Opinion
November 5, 1970
Judgment of the Supreme Court, Bronx County entered on February 2, 1970, in favor of the plaintiff-respondent (plaintiff) after jury trial, reversed, on the law and the facts, without costs and without disbursements, and a new trial directed, which trial is to be confined to the issue of damages only. Plaintiff, a passenger in the car of her son-in-law, defendant George Gnoffo, sustained serious injuries on September 20, 1966, when Gnoffo's car was involved in a collision with a car owned and operated by defendants Vaccaro. In the ensuing action brought by plaintiff, and following a jury trial, plaintiff obtained a judgment in the amount of $105,289.75. Reversible error was committed in the charge to the jury with respect to damages. The court, in substance and effect, charged the jurors to ask, each of himself, what he would want or what he would take for the discomfort, pain and suffering experienced. This is error ( Weintraub v. Zabotinsky, 19 A.D.2d 906). The plaintiff was entitled to recover reasonable compensation or such an amount as would fairly compensate for her injuries and her pain and suffering ( Robison v. Lockridge, 230 App.

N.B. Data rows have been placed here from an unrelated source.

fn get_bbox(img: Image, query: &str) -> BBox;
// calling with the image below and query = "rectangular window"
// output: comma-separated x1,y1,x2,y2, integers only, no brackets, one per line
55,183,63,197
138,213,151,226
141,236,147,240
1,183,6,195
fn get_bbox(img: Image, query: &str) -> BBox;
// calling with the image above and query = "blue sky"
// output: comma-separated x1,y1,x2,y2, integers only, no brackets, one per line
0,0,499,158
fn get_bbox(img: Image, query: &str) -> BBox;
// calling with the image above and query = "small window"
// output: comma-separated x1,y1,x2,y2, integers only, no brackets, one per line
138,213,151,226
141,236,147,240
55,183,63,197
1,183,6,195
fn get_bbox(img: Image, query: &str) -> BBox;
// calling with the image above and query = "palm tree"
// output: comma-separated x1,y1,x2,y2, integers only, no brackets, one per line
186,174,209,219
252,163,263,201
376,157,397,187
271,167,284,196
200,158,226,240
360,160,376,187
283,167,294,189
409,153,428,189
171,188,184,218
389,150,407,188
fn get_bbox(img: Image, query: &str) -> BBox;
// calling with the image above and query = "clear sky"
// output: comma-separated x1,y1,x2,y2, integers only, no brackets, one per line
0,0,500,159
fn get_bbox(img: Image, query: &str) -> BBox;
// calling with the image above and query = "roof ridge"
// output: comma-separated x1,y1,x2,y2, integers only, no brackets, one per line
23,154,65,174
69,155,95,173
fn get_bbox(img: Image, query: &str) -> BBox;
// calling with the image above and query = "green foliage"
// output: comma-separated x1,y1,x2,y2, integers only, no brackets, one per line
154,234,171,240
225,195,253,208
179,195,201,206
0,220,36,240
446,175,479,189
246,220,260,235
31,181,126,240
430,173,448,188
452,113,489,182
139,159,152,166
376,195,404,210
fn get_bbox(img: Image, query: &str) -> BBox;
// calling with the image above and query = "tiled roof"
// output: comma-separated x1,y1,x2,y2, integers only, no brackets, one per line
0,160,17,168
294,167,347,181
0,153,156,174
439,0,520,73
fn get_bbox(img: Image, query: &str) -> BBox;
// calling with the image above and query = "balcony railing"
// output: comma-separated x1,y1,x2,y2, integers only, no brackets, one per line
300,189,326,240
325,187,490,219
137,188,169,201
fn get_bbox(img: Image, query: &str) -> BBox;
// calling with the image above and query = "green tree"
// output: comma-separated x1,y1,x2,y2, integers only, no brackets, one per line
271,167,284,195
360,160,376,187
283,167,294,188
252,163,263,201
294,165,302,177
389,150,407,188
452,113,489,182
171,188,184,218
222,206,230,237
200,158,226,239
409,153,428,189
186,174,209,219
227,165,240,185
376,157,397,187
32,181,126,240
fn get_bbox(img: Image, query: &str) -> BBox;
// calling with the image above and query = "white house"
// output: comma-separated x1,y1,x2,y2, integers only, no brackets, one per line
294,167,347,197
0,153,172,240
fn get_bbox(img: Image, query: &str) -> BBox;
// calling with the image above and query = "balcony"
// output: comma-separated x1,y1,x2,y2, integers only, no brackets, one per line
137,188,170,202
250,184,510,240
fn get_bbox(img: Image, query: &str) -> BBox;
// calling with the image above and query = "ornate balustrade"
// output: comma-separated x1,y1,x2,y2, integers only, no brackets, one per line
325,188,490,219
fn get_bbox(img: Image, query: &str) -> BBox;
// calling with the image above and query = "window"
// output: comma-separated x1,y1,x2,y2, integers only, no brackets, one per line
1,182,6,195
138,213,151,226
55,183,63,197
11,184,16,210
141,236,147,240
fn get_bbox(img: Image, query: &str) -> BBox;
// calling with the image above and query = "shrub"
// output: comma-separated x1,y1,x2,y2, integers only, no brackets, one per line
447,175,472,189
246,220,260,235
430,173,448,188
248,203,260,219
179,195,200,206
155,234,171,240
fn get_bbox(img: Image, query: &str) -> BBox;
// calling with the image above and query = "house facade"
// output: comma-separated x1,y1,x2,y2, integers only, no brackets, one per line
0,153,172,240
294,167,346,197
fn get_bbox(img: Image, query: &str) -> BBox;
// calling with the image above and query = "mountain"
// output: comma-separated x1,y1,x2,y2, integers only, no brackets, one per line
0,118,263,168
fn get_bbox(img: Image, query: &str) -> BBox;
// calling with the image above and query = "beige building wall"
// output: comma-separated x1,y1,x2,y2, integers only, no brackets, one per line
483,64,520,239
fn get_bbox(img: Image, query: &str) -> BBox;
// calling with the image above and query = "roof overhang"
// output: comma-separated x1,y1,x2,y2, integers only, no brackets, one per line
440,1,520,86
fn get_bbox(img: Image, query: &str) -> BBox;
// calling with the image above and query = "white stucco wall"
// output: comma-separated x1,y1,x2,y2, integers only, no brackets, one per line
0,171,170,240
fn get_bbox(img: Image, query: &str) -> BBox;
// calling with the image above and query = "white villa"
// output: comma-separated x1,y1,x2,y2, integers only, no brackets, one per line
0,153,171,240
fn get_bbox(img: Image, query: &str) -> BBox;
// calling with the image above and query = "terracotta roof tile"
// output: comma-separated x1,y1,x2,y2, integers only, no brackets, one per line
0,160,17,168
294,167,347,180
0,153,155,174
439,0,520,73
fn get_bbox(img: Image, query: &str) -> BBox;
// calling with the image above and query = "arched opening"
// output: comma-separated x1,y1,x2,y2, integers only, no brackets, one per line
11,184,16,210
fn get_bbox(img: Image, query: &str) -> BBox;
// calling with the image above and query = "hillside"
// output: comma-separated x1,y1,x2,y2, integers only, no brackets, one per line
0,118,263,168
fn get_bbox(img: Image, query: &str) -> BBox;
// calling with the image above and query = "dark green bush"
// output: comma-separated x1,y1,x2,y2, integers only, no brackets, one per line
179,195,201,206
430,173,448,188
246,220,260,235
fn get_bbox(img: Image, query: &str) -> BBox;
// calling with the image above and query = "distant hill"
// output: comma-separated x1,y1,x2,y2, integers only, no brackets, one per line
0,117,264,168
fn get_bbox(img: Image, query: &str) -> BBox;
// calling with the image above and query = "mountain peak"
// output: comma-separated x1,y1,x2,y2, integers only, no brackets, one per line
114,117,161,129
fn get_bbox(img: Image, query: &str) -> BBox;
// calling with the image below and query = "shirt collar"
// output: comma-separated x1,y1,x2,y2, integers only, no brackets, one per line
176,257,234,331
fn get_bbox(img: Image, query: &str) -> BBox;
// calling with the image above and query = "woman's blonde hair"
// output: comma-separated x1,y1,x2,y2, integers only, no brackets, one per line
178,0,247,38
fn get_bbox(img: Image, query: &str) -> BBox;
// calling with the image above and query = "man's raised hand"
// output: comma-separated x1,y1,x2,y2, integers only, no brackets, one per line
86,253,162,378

Div. 389; Paley v. Brust, 21 A.D.2d 758). Plaintiff as a passenger, on this record, was properly found to be without fault in the premises, and the jury could have found, as it did, that the negligence of both defendants contributed to her injuries. However, since a new trial on the issue of damages is directed, it might be well to note that at least some of us view the sum awarded as grossly excessive in light of the injuries suffered.
Concur — Stevens, P.J., McGivern, Markewich and Steuer, JJ.